In a tweet, Fishman lamented the effect the show’s cancellation will have on his costars, its writers, and all of the behind-the-scenes lighting technicians, sound technicians, stagehands, and so on (it’s estimated that around 200 people derived their paychecks from Roseanne directly).
“Today is one of the hardest in my life. I feel devastated, not for the end of the Roseanne show, but for all those who poured their hearts and souls into our jobs, and the audience that welcomed us into their homes.”
He further went on to distance himself from costar Roseanne Barr’s tweets.
“We must stand-up against; bias, hatred, bigotry and ignorance to make society a better place for all.”
Fishman and his colleagues may not be without jobs for too long, however. The show was hugely popular, having been renewed by ABC for a second season after only nine episodes of the revived series. Roseanne was a bankable money-maker, and fans are hoping that another network would pick up the show – such as Fox, which picked up Last Man Standing, much to the delight of conservative audiences who found common ground with conservative star Tim Allen.
If Fox does pick up Roseanne, it will do so without Sara Gilbert, who played daughter Darlene, as she’s vowed never to work with Roseanne Barr again. Similarly, as reported by the Inquisitr, Emma Kenney, who played granddaughter Harris, had planned to quit even before the show was canceled.
Meanwhile, as reported by the Inquisitr writer Amanda Lynne, the Roseanne cast reportedly held an emergency meeting to continue the show without her.

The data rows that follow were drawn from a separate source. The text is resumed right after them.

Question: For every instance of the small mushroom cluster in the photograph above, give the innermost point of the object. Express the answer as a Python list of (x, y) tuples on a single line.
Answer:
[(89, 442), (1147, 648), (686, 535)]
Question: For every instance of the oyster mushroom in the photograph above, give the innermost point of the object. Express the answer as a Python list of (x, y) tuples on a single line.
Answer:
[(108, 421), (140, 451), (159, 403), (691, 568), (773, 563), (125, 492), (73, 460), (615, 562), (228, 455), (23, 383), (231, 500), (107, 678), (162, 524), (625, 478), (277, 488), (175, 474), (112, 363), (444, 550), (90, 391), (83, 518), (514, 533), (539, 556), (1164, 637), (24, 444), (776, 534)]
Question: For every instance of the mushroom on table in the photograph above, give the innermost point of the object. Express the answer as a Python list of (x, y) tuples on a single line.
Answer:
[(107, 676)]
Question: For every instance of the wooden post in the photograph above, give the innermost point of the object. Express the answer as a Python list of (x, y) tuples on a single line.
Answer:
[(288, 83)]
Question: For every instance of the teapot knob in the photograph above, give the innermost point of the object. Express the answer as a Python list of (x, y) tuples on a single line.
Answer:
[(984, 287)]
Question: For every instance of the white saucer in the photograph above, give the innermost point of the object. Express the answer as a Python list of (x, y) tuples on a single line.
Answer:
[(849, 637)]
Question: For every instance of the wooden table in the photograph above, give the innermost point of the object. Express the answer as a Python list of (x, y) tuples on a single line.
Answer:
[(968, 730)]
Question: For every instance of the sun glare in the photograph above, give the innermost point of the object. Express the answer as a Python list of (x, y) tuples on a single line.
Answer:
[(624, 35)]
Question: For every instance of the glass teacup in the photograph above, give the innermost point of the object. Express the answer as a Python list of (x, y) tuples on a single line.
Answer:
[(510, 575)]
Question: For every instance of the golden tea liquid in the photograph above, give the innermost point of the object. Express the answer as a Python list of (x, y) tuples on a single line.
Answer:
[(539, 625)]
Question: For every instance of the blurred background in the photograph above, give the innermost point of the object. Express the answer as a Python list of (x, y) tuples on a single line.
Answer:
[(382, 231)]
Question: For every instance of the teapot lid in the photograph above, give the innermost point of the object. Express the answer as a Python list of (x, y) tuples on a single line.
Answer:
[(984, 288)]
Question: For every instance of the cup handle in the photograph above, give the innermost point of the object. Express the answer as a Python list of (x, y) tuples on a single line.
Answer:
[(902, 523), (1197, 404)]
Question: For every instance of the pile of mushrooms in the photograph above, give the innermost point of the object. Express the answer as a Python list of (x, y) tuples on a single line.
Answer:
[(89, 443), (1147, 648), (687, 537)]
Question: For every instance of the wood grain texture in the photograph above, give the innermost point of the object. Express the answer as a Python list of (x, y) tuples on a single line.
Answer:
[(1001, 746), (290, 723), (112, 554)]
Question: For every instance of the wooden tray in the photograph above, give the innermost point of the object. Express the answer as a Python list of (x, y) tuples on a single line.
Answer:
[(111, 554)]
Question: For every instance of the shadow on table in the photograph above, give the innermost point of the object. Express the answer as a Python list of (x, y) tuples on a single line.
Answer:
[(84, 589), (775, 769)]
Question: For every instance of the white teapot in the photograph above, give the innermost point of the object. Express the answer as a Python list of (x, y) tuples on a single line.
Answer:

Supposedly the cast met to brainstorm ways to keep the revival going without its namesake star.
Fishman, for his part, will almost certainly never need to work another day in his life, considering the residual checks he’s been getting from Roseanne for decades. According to IMDB, Fishman has had very little work since the original run of Roseanne ended nearly two decades ago, doing only bit parts here and there.
According to a 2012 report in The FW (long before there was any talk of a Roseanne revival), Fishman has worked behind the scenes in the entertainment industry, working on set buildings, set design, and camera operation.